Peperomia rhombeifolia is a species of epiphyte in the genus Peperomia that is endemic in Peru. It grows on wet tropical biomes. Its conservation status is Not Threatened.

==Description==
The type specimen were collected near Santa Rosa, Peru at an altitude of 135 meters.

Peperomia rhombeifolia is a small, rhizomatous, tufted, epiphytic, glabrous herb with minute papillae. The stem is 3 mm thick. The alternate leaves are crowded, rhombic-lanceolate, measuring 2.5 cm long and 1 cm wide, opaque, and obscurely 5-nerved. The petiole is 5 mm long.
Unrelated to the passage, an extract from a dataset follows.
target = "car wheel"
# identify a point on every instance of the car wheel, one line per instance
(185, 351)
The axillary spikes turn blackish when dry.

==Taxonomy and naming==
It was described in 1936 by William Trelease in Publications of the Field Museum of Natural History, Botanical Series 13, from specimens collected by Ellsworth Paine Killip & Albert Charles Smith. The epithet rhombeifolia combines the Latin rhombeus and folia, referring to the distinctive rhombic-lanceolate shape of the leaves.

==Distribution and habitat==
It is endemic in Peru. It grows on a epiphyte environment and is a herb. It grows on wet tropical biomes.

==Conservation==
This species is assessed as Not Threatened.